No, ale czy Upiorna opowieść straszy? Cóż, może nie straszy, ale na pewno przeraża. Straub mistrzowsko buduje nastrój grozy i niepokoju. Na początku towarzyszymy starszym panom jakby przy ognisku w lesie, gdy dzielą się nieprawdopodobnymi historiami, które wciągają i fascynują. Jednak powieść choruje na podobne schorzenie co Miasteczko Salem Stephena Kinga. Kiedy już poznajemy potwora (o którym nie chcę tu mówić, żeby nie zepsuć czytelnikowi osobistej konfrontacji), to atmosfera trochę się ulatnia i książka przestaje budzić grozę. Ale może to tylko moje własne preferencje. A może wynika to z tego, że bohaterowie (których jest dużo) nie są na tyle wyraziści, żebym miał się jakoś personalnie z nimi związać.
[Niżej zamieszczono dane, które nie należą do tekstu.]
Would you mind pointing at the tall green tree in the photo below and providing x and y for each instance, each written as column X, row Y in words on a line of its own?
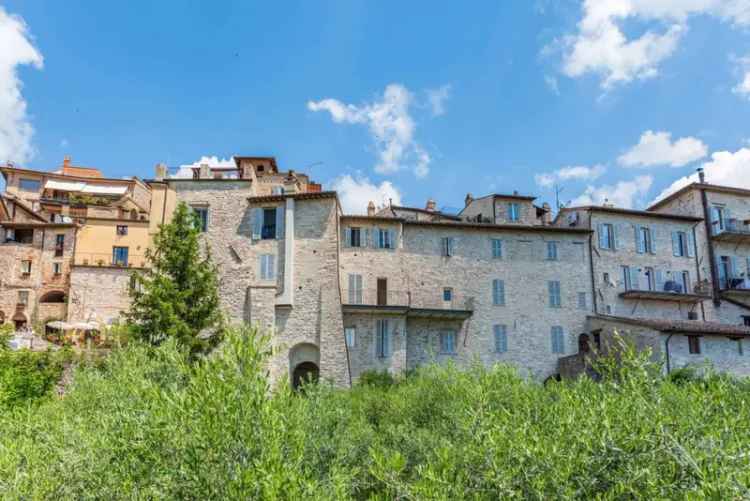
column 177, row 297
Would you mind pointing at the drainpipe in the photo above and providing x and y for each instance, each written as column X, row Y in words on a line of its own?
column 666, row 347
column 711, row 254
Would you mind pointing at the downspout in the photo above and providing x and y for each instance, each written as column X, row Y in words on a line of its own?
column 709, row 235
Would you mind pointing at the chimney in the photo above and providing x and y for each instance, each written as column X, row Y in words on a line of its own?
column 547, row 216
column 205, row 172
column 161, row 172
column 701, row 175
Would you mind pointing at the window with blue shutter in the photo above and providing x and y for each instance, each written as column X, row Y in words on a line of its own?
column 497, row 248
column 501, row 338
column 555, row 300
column 498, row 292
column 558, row 340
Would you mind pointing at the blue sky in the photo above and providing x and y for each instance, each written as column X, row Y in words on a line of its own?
column 408, row 100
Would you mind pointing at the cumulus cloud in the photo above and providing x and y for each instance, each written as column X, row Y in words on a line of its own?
column 657, row 148
column 437, row 98
column 391, row 125
column 625, row 194
column 725, row 168
column 601, row 47
column 356, row 193
column 573, row 173
column 186, row 170
column 17, row 49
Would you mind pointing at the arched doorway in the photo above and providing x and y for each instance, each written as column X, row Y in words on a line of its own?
column 304, row 364
column 305, row 373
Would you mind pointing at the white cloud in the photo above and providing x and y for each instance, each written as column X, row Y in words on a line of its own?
column 185, row 171
column 355, row 194
column 601, row 47
column 657, row 148
column 574, row 173
column 625, row 194
column 724, row 168
column 17, row 49
column 437, row 98
column 391, row 126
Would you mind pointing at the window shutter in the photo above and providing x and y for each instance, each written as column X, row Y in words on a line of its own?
column 691, row 243
column 257, row 215
column 280, row 222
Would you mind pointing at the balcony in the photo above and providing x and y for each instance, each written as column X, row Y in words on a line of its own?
column 730, row 230
column 404, row 302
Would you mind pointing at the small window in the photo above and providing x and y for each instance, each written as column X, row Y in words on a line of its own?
column 201, row 214
column 555, row 299
column 119, row 256
column 552, row 251
column 498, row 293
column 350, row 334
column 514, row 213
column 694, row 345
column 558, row 340
column 582, row 301
column 267, row 267
column 29, row 184
column 448, row 342
column 501, row 338
column 497, row 248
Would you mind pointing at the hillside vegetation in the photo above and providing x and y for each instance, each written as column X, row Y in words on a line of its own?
column 148, row 424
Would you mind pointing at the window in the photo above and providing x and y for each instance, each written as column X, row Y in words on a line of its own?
column 267, row 267
column 59, row 245
column 448, row 246
column 120, row 256
column 498, row 293
column 683, row 244
column 354, row 237
column 552, row 251
column 501, row 338
column 644, row 240
column 382, row 339
column 582, row 301
column 497, row 248
column 355, row 289
column 386, row 239
column 201, row 214
column 558, row 340
column 514, row 213
column 448, row 342
column 350, row 334
column 29, row 184
column 269, row 224
column 606, row 236
column 555, row 301
column 694, row 345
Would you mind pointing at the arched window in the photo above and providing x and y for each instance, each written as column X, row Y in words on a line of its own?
column 53, row 297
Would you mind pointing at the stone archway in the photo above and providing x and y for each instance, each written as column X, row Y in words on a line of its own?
column 304, row 363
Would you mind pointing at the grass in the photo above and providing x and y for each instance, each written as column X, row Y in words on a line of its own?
column 146, row 424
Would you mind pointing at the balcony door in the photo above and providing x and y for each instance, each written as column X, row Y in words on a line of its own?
column 382, row 291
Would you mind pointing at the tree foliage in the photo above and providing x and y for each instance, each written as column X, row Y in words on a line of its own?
column 177, row 297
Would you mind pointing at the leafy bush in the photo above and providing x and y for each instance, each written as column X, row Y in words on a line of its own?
column 151, row 425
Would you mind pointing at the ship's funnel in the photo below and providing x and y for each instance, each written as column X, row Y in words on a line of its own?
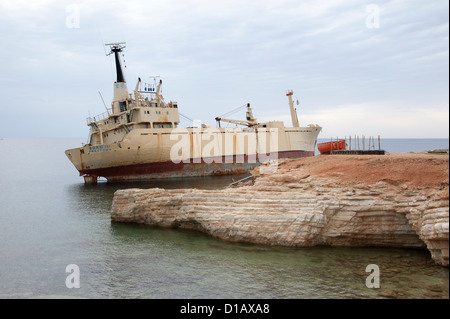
column 293, row 112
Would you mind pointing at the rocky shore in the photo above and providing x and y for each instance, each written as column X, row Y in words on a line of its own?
column 396, row 200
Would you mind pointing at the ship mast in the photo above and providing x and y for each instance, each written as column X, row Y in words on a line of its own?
column 120, row 86
column 294, row 117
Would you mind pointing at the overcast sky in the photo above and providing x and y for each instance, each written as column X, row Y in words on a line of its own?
column 357, row 67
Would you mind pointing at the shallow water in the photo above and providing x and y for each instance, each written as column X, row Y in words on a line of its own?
column 50, row 219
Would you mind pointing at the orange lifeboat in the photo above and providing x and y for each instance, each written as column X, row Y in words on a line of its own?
column 326, row 148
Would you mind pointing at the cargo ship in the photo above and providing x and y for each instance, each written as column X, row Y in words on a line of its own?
column 328, row 147
column 139, row 138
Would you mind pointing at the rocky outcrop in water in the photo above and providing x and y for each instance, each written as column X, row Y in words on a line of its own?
column 292, row 208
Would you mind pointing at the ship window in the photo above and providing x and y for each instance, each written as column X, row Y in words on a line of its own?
column 162, row 125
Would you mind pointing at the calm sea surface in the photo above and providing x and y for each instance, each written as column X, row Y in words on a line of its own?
column 50, row 219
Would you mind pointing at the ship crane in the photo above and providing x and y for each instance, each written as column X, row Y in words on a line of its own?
column 250, row 120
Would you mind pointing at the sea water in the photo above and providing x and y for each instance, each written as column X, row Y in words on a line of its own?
column 49, row 220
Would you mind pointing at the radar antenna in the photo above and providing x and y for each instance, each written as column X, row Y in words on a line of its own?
column 116, row 48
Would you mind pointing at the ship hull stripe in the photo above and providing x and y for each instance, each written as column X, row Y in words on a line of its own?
column 220, row 165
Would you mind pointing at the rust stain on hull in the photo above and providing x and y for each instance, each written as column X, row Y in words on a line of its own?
column 195, row 167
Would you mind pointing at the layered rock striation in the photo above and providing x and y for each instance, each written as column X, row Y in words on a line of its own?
column 301, row 205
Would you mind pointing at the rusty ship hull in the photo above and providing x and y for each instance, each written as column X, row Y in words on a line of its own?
column 138, row 138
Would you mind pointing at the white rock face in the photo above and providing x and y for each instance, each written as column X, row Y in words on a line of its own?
column 306, row 212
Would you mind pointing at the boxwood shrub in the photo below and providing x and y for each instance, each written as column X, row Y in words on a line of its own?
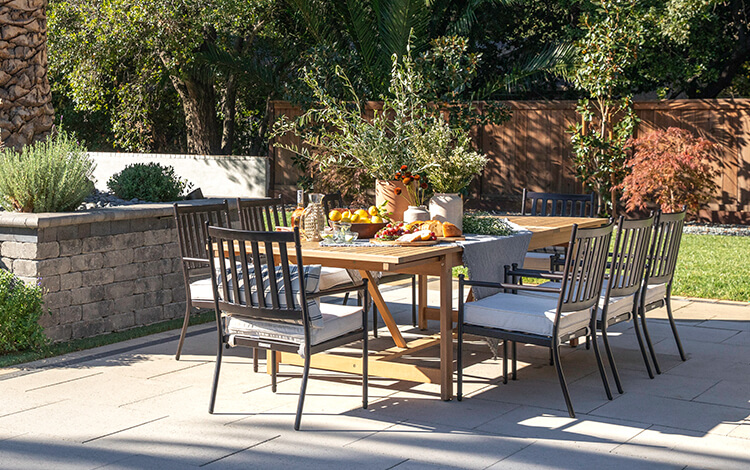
column 21, row 306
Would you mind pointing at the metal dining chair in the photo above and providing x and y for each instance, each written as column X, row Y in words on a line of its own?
column 262, row 304
column 554, row 205
column 190, row 220
column 659, row 275
column 541, row 319
column 265, row 214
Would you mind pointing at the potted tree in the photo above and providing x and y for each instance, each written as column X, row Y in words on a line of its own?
column 339, row 133
column 449, row 164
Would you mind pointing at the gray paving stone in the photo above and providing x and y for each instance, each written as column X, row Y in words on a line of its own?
column 678, row 414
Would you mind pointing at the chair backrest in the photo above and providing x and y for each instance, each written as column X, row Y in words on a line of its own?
column 190, row 220
column 585, row 262
column 665, row 245
column 629, row 256
column 262, row 215
column 558, row 205
column 239, row 291
column 332, row 201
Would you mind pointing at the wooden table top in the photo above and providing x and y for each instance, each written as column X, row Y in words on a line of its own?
column 546, row 231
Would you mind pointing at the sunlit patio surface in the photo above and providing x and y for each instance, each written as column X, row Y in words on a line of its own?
column 132, row 406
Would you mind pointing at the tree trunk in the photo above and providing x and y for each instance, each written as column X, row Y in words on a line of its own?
column 26, row 112
column 229, row 110
column 199, row 105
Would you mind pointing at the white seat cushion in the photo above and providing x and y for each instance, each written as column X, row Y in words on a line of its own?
column 202, row 290
column 332, row 277
column 523, row 313
column 337, row 320
column 311, row 275
column 617, row 305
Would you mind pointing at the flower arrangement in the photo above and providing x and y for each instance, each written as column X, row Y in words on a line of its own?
column 416, row 186
column 447, row 157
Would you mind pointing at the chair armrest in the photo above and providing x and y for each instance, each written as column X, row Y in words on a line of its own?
column 339, row 290
column 535, row 273
column 504, row 285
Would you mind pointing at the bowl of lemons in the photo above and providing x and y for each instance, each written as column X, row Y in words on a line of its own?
column 365, row 223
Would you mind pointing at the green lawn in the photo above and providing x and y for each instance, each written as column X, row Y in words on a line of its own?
column 57, row 349
column 709, row 266
column 713, row 267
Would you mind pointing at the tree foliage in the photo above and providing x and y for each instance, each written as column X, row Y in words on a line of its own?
column 672, row 168
column 605, row 56
column 146, row 59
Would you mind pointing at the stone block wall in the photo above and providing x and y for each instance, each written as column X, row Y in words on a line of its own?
column 104, row 270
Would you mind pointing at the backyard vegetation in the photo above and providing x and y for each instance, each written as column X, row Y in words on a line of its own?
column 710, row 266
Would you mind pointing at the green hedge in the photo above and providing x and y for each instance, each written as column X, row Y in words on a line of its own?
column 21, row 306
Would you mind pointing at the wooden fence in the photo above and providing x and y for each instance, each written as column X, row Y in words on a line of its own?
column 533, row 150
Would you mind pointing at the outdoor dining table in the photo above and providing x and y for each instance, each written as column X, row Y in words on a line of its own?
column 437, row 260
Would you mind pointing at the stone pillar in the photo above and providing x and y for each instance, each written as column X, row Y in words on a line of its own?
column 26, row 112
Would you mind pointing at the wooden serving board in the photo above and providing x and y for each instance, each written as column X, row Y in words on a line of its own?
column 396, row 243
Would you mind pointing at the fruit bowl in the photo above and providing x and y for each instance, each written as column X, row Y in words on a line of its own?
column 365, row 230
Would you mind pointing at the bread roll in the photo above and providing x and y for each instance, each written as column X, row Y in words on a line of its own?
column 434, row 226
column 450, row 230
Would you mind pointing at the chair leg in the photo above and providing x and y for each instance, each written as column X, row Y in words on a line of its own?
column 414, row 301
column 593, row 339
column 556, row 357
column 650, row 345
column 611, row 358
column 460, row 363
column 505, row 361
column 183, row 332
column 217, row 369
column 365, row 373
column 274, row 366
column 302, row 390
column 668, row 303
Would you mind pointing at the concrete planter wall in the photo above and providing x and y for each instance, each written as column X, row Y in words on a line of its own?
column 227, row 176
column 104, row 270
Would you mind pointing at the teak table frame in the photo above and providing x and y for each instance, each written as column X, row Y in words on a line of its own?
column 437, row 261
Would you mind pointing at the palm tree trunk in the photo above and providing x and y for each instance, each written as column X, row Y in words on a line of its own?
column 26, row 112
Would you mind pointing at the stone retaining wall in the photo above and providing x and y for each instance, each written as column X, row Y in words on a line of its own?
column 104, row 270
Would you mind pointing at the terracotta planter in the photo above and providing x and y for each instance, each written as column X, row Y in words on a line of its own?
column 447, row 208
column 386, row 191
column 414, row 213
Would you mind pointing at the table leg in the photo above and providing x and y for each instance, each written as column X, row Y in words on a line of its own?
column 385, row 313
column 446, row 331
column 422, row 289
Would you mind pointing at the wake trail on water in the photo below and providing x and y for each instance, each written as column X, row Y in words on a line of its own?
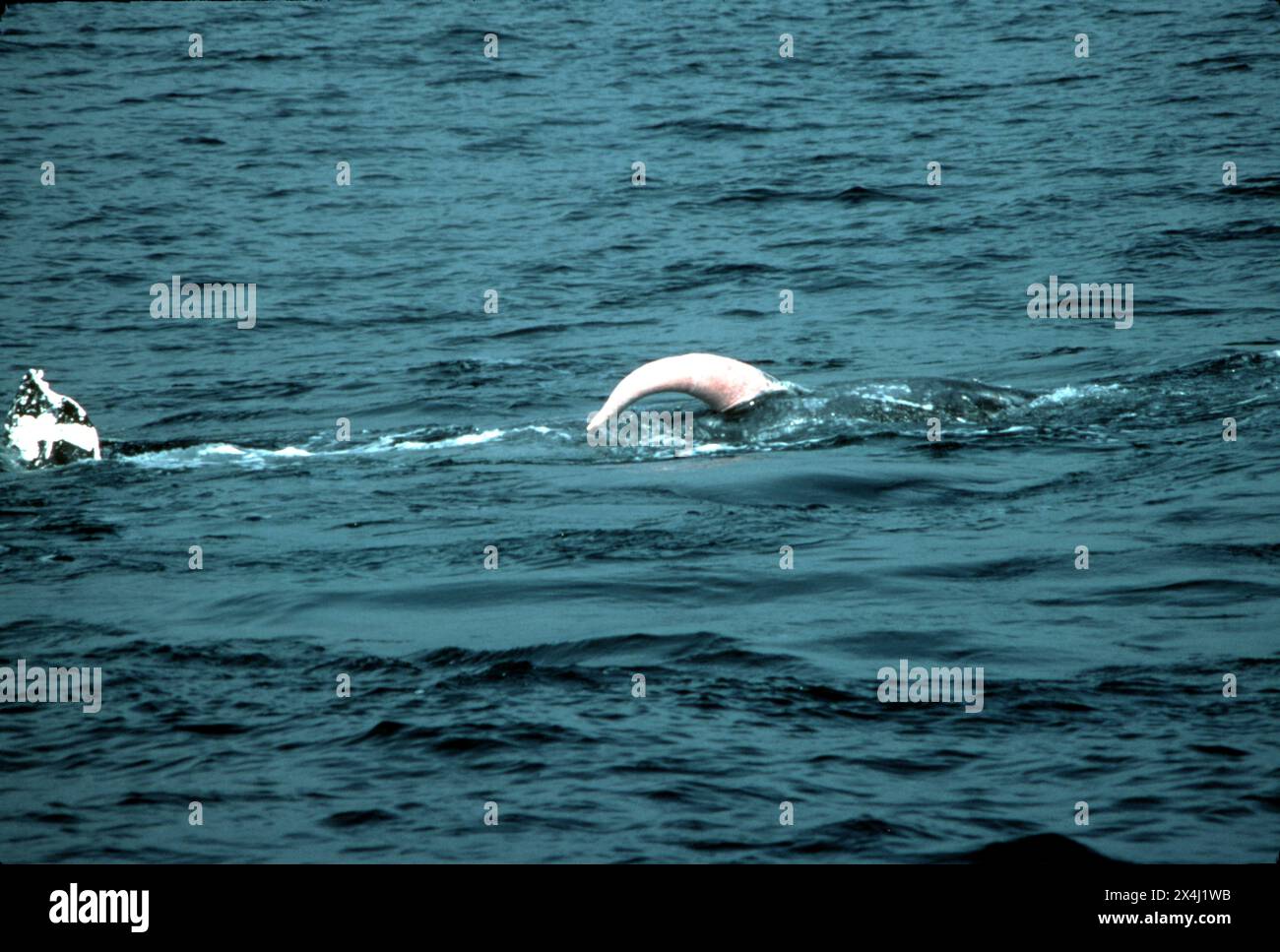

Trzeba zaznaczyć to, że Upiorna opowieść nie jest książką dla każdego. Horrorowy laik może się w tym nie odnaleźć. No i Straub wymaga od czytelnika skupienia, uważnej lektury. To nie jest powieść na jeden wieczór i to nie tylko ze względu na swoją objętość. Jest to też dzieło bardzo powolne, Straub doprowadził tu gawędziarstwo do mistrzostwa i jeśli nie przepadasz za takim typowo amerykańskim gadaniem o niczym, to się w dziele pana Petera nie odnajdziesz. Ja jestem stylem autora zachwycony - nic nie jest tu przegadane, zawsze znajdziemy moment na oddech.
Upiorna opowieść niewątpliwie wielkim dziełem jest i zachwyca. Wprawdzie nie składam jej pokłonów, nie zbudowałem specjalnego ołtarzyka ku jej czci, ale to nadal jedna z najciekawszych, najlepiej skonstruowanych powieści grozy, jakie czytałem. To jest chyba jakaś rekomendacja, więc składam swoją rekomendację. Jeśli jesteś fanem horroru (czy raczej powinienem powiedzieć grozy), to musisz przeczytać Upiorną opowieść, bo entuzjaście gatunku trochę wstyd jej nie znać.
Mimo tego nie uważam, że na pytanie - jaka była najgorsza rzecz, którą kiedykolwiek zrobiłeś, trzeba byłoby odpowiedzieć - nie czytałem Upiornej opowieści. Zapewniam także, że na pytanie - jaka była najgorsza rzecz, która kiedykolwiek ci się przytrafiła, nie odpowiesz - lektura Upiornej opowieści.
Pozdrawiam serdecznie, Wilston Qoraqkos.